We included cluster randomized controlled trials (cluster-RCTs), controlled before-and-after trials with at least one year of baseline data, and randomized cross-over trials that compared LSM with no LSM for malaria control. We excluded trials that evaluated biological control of anopheline mosquitoes with larvivorous fish.
Data collection and analysis
At least two authors assessed each trial for eligibility. We extracted data and at least two authors independently determined the risk of bias in the included studies. We resolved all disagreements through discussion with a third author. We analyzed the data using Review Manager 5 software.
We included 13 studies; four cluster-RCTs, eight controlled before-and-after trials, and one randomized cross-over trial. The included studies evaluated habitat modification (one study), habitat modification with larviciding (two studies), habitat manipulation (one study), habitat manipulation plus larviciding (two studies), or larviciding alone (seven studies) in a wide variety of habitats and countries.

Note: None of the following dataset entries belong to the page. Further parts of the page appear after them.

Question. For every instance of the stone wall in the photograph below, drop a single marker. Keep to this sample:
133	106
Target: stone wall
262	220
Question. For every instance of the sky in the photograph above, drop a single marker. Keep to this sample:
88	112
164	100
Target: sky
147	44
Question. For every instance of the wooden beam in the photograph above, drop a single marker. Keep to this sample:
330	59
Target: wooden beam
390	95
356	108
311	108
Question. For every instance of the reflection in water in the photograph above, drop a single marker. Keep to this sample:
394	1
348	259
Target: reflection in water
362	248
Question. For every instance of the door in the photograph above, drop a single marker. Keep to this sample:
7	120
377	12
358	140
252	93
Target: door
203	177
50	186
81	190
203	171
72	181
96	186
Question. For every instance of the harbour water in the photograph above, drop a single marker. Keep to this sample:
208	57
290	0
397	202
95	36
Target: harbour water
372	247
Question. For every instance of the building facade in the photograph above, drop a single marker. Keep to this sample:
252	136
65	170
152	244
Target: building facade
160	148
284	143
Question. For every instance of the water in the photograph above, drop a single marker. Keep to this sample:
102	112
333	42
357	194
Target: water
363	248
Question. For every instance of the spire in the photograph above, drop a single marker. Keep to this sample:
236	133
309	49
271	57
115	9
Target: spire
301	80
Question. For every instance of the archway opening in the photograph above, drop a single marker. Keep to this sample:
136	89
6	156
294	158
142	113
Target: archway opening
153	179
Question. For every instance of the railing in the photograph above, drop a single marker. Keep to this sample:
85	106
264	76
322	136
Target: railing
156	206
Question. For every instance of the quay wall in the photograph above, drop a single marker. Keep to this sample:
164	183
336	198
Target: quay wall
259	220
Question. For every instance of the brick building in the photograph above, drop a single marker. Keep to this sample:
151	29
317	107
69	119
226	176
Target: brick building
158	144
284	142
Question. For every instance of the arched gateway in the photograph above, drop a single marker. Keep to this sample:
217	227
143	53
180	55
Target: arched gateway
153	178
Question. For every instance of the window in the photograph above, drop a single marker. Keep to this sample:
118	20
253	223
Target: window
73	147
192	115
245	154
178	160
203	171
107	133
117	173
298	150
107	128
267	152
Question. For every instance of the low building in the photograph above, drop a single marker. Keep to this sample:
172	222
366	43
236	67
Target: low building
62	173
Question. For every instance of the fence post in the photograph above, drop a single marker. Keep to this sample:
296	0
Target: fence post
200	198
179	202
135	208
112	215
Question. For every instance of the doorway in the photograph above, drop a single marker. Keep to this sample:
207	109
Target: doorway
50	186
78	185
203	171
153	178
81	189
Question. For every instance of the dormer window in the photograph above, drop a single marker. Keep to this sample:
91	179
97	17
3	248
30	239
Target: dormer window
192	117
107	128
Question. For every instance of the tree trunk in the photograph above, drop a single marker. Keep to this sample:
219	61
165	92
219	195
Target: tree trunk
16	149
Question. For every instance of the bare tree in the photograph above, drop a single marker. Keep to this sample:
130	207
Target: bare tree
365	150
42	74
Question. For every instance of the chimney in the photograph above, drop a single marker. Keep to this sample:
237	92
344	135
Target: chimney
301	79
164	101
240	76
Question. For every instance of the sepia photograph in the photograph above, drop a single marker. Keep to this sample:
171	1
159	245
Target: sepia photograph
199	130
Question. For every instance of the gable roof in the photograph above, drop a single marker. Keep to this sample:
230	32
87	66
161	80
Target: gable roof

In two cluster-RCTs undertaken in Sri Lanka, larviciding of abandoned mines, streams, irrigation ditches, and rice paddies reduced malaria incidence by around three-quarters compared to the control (RR 0.26, 95% CI 0.22 to 0.31, 20,124 participants, two trials, moderate quality evidence). In three controlled before-and-after trials in urban and rural India and rural Kenya, results were inconsistent (98,233 participants, three trials, very low quality evidence). In one trial in urban India, the removal of domestic water containers together with weekly larviciding of canals and stagnant pools reduced malaria incidence by three quarters. In one trial in rural India and one trial in rural Kenya, malaria incidence was higher at baseline in intervention areas than in controls. However dam construction in India, and larviciding of streams and swamps in Kenya, reduced malaria incidence to levels similar to the control areas. In one additional randomized cross-over trial in the flood plains of the Gambia River, where larval habitats were extensive and ill-defined, larviciding by ground teams did not result in a statistically significant reduction in malaria incidence (2039 participants, one trial).
In one cluster-RCT from Sri Lanka, larviciding reduced parasite prevalence by almost 90% (RR 0.11, 95% CI 0.05 to 0.22, 2963 participants, one trial, moderate quality evidence). In five controlled before-and-after trials in Greece, India, the Philippines, and Tanzania, LSM resulted in an average reduction in parasite prevalence of around two-thirds (RR 0.32, 95% CI 0.19 to 0.55, 8041 participants, five trials, moderate quality evidence). The interventions in these five trials included dam construction to reduce larval habitats, flushing of streams, removal of domestic water containers, and larviciding. In the randomized cross-over trial in the flood plains of the Gambia River, larviciding by ground teams did not significantly reduce parasite prevalence (2039 participants, one trial).
In Africa and Asia, LSM is another policy option, alongside LLINs and IRS, for reducing malaria morbidity in both urban and rural areas where a sufficient proportion of larval habitats can be targeted. Further research is needed to evaluate whether LSM is appropriate or feasible in parts of rural Africa where larval habitats are more extensive.